X-red
by Boris Kokotov
Lately she has become overly concerned about nutritional facts of our food, comparing different brands’ daily values of sugar, sodium, and fats, checking the expiration date of every item. I believe this is an obsession. I only check the expiration date of my medicine.
The pills my doctor prescribes are poisonous, period. I usually pick up a bottle from the pharmacy but never open it. I keep on the shelf until its expiration date and throw it away afterward.
The whole concept of expiration began to bother me after the episode with the chair. She told me the chair in the living room was wobbly. Told me a second time, then a third.
Obviously a bolt has come loose, not a big deal. I turned the chair over, tightened the bolt and then spotted a faded ink stamp on the seat’s bottom: x red cherry wood proudly made in USA. Without a doubt x red stands for expired. The question was, when?
It is dangerous to be under the sway of objects that have exceeded their normal life span. The aura will suffer.
Aside from myself, our cat loved to sleep in this chair. I wondered if any harm had occurred to us.
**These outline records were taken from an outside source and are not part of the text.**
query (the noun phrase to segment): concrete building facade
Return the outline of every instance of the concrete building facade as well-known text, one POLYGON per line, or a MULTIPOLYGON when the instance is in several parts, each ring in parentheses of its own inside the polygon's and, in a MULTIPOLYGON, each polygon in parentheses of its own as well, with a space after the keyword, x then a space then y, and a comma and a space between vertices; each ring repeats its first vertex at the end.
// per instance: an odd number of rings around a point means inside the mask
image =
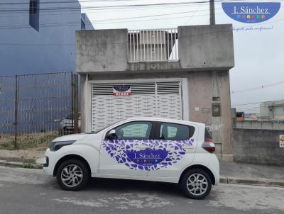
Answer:
POLYGON ((9 0, 0 14, 0 76, 75 71, 75 31, 94 29, 78 1, 9 0))
POLYGON ((82 131, 133 116, 190 120, 205 123, 219 157, 232 159, 231 25, 77 31, 76 40, 82 131), (131 94, 116 97, 117 86, 131 94))

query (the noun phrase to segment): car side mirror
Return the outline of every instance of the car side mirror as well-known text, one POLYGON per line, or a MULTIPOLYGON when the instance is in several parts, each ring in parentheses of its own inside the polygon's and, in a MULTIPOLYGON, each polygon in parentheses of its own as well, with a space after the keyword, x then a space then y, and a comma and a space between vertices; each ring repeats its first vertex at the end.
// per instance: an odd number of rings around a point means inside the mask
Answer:
POLYGON ((114 129, 111 130, 109 131, 109 133, 108 134, 106 134, 106 138, 109 139, 109 140, 116 139, 117 135, 116 135, 115 130, 114 129))

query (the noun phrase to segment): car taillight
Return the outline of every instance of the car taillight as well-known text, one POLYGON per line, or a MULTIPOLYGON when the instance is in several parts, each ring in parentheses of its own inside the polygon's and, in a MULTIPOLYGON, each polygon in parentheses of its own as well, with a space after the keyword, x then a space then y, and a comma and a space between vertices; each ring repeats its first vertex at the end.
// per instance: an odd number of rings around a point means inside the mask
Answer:
POLYGON ((204 142, 202 144, 202 148, 209 153, 214 153, 216 150, 215 145, 213 142, 213 140, 207 137, 204 138, 204 142))

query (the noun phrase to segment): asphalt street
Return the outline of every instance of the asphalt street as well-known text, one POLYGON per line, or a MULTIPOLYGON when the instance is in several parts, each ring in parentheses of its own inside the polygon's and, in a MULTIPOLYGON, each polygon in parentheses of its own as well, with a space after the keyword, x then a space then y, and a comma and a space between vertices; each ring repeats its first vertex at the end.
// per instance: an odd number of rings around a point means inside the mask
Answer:
POLYGON ((173 184, 92 179, 82 191, 61 190, 42 170, 0 167, 0 213, 283 213, 284 188, 219 184, 204 200, 173 184))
First I inspected the cat in spite of its loud protests. It took me a while to discover a small label on its belly; it was completely obscured by the fur. My attempt to remove the label failed; the cat broke from my grasp and fled.
It came to my mind that everything in the house must be marked! I opened the curio cabinet, took out a porcelain vase she had bought years ago at a flea market. I turned it over, but before I got a good look at its base, the vase slipped out of my hands, hit the hardwood floor, and shattered in pieces as though my checking it out had accelerated its demise.
Now she has a tattoo on her left ankle, a flower with multiple petals. Today I made out a dubious sign at the center of the flower. Shall I investigate this further, knowing what happened to the vase? Will she try to escape like the cat, hissing and scratching me with her nails?